In your proofs, you must use the properties of $\displaystyle \mathbb{R}^n$.
You have done that so far.

12. ## Re: Complement of nonempty open set

dear friends, please introduce some ref about set, vector space, and especially properties of spaces (i.e connectivity, etc). i am phd student of engineering and working on dynamical system and nonlinear control. i am familiar with subject like open, closed, closure, clopen, etc. but i think i dont have enough insight and intuition in this field. for example, i can think about above problem only in level of definition (and try to prove it by searching a contradiction), and can not think in higher level (think about connectivity, and other properties of spaces like R^n as Mr plato and ModusPonens can do) to prove or understand this type of problems.

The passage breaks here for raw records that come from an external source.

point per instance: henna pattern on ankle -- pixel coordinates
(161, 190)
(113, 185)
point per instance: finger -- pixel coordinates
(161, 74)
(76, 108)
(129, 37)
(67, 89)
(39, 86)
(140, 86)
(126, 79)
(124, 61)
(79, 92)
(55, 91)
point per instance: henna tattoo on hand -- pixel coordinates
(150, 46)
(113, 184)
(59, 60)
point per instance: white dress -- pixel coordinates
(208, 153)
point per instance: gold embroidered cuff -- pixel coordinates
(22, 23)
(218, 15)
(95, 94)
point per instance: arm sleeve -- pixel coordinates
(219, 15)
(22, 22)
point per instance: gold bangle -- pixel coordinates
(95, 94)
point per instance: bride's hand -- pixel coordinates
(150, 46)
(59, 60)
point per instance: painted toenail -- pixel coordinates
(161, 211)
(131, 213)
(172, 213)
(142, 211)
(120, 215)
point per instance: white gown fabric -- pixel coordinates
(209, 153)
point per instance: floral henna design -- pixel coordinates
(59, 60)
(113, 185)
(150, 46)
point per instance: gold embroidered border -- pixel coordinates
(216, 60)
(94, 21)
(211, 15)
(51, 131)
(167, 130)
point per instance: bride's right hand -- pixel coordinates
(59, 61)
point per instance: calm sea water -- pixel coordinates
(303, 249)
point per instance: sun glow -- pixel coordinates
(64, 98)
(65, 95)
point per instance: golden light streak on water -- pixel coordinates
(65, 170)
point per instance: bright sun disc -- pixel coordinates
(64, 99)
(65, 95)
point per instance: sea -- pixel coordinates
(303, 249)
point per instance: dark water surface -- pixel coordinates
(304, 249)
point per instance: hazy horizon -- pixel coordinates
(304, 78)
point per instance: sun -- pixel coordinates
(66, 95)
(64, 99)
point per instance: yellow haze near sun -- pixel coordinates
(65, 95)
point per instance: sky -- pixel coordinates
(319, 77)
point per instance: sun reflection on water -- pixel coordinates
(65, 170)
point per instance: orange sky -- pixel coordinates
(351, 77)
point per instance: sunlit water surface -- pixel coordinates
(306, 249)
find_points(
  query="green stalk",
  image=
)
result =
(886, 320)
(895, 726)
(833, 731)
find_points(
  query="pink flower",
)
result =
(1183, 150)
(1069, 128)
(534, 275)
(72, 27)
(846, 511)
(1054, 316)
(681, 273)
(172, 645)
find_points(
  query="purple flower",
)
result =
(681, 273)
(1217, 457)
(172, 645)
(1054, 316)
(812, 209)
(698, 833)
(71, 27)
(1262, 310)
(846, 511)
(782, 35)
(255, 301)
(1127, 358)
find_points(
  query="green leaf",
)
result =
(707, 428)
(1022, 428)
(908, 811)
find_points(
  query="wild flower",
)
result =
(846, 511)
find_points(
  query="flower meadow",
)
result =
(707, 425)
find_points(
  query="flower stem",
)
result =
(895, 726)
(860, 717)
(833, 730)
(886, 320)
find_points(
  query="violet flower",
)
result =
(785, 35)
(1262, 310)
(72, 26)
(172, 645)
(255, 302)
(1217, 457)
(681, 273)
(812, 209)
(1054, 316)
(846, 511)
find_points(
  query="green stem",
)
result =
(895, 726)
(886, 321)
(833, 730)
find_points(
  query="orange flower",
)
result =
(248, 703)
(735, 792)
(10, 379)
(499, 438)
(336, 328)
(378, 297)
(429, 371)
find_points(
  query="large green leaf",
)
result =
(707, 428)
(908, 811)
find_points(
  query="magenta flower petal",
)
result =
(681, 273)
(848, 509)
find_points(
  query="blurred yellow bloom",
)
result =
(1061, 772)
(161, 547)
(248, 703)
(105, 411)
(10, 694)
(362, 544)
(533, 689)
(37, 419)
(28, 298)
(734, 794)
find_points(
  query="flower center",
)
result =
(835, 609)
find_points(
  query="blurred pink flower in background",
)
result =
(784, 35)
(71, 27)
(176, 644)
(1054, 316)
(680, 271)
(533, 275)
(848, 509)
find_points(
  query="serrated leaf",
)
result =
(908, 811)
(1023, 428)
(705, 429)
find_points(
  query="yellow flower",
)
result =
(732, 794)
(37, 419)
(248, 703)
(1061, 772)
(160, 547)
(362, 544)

13. ## Re: Complement of nonempty open set

Originally Posted by ansarey
for example, i can think about above problem only in level of definition (and try to prove it by searching a contradiction), and can not think in higher level (think about connectivity, and other properties of spaces like R^n as Mr plato and ModusPonens can do) to prove or understand this type of problems.
The book Elementry Theory of Metric Spaces by Robert B Reisel is written for a Moore style course. That makes it ideal for self-study. Do not let the title fool you. I used it as a text for a course in topology designed for pre-university teachers. The subtitle is "A Course in Constructing Mathematical Proofs.